The next morning when Aba went to see why Mariam was sleeping so late her suitcase was gone and a photostat of a wedding licence was on her bed, the print smudged here and there. People said, ‘She just left a copy of the nikahnama without any sign of goodbye or sorry or take care,’ but I knew the smudges were the only gesture of farewell that would allow me to forgive her for leaving. After all, how could I be angry when confronted with her tears?
Aba had no choice but to show his host the nikahnama, and Jahangir said, ‘If you think it best I’ll send my men to find them. It won’t be a problem.’
‘Thank you,’ Aba said. ‘Thank you for making that optional. No, please, I have no right to make this demand, but please don’t do that, not now, not ever.’
‘Bibi?’
I lifted my head from the steering wheel, and ran my palm along my forehead, trying to smooth away the latticed pattern imprinted on my skin.
‘Bibi, is everything all right?’
‘Yes. Yes. Thank you, I’m fine.’
The man peering in at me smiled. He had been sitting with the group of servants – drivers, bodyguards, Older Starch’s mali and chowkidar – when I walked out of the Starched gate.
‘You don’t remember me, Aliya Bibi. I almost didn’t recognize you either. You were very young when I last saw you.’
‘I’m sorry,’ I said. ‘Are you one of my aunts’ servants?’
He shook his head. ‘I saw you sometimes when I lived in the city before. I’m Jahangir Sahib’s driver.’ When I still looked confused he added, quite gently, ‘My brother used to work for you.’
Things I wanted to do: push his hair off his face; shave off his beard; straighten his shoulders; hear his laugh. Anything to find a resemblance to the man Mariam had left all of us for. Or if not that, at least to talk to him, to hear how Masood seemed during those days after he left Karachi, what he said about Mariam, what he said about all those things that he must have said things about but about which I never asked. Things like what he dreamt about, and why he never married, and how come he left his village and whether he was happy.
Instead I said, ‘Did Masood really have to return to the village when your father died?’
‘No.’ His brother looked at me as though I’d asked him about a mystery that he couldn’t quite solve. ‘I was there to look after the family.
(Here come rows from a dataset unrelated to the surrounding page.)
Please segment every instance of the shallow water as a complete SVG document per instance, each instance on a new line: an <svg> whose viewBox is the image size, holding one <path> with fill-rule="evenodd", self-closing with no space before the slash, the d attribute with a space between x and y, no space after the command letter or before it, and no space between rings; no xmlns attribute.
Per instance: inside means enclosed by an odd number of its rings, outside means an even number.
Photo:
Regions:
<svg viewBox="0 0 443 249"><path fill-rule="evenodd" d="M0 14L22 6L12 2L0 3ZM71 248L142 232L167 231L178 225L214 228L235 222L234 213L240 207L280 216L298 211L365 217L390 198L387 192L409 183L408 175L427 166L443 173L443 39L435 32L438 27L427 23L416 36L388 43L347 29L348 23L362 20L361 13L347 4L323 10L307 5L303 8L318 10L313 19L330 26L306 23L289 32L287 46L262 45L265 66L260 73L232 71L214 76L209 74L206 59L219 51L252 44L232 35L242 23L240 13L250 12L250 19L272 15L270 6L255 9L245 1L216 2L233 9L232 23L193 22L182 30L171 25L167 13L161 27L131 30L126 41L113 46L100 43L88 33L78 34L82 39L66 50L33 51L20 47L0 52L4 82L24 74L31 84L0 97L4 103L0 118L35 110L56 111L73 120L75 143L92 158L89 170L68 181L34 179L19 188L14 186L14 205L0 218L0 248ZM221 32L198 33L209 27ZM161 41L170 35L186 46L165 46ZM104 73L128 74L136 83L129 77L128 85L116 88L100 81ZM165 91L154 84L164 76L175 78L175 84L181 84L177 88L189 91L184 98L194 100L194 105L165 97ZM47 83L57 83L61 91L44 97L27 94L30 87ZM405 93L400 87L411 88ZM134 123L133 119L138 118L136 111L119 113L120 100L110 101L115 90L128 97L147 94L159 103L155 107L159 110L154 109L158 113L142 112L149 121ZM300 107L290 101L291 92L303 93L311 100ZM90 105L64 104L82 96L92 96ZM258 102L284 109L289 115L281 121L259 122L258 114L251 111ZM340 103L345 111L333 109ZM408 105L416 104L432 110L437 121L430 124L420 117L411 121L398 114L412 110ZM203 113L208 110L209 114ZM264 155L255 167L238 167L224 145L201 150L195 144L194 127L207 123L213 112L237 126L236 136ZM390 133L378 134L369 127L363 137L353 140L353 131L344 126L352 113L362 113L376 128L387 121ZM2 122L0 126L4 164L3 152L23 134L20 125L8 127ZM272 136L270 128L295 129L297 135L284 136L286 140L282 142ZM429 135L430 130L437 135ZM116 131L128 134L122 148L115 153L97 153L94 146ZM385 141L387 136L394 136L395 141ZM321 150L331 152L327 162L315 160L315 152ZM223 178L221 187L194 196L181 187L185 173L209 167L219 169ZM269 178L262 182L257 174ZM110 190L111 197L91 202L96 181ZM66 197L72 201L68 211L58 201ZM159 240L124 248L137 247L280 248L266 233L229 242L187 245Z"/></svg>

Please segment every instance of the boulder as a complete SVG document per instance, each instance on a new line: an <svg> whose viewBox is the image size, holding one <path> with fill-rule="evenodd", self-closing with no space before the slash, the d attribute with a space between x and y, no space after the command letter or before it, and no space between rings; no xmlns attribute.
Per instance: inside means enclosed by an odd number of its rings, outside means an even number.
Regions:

Masood was gone so long we thought he’d never return. He was too much a Karachiwallah.’
I looked at that man and I knew that I could talk to him for ten minutes or ten hours and he would never mention Mariam, never allude to the fact that our families were connected now and maybe he had nieces who were my nieces too, though we would never, no, not even if we knew where they were, we would never sit together, he and I, at a table watching those nieces blow out candles on a cake. How could we, when even now I could not stay and talk because the other servants were watching and maybe visitors who knew who I was and knew who he was would be arriving. What’s more, I couldn’t go and squat on the ground with him and he couldn’t sit with me in my car, both of us in the front seats like equals, and the longer we stayed as we were, he bending his back to catch my words, the more obvious it would be to both of us that we couldn’t sit together, not in my car, not on the ground, and if not there or there then certainly not across the table from each other in a room filled with balloons and streamers.
I had time, I felt, for one question. ‘What was he really like?’
His brother stepped back. ‘I was going to ask you that.’
I nodded and started the car engine. ‘I pray he’s well. If you ever have any contact with him …’
‘I don’t think I will. He had a passport. He took it with him.’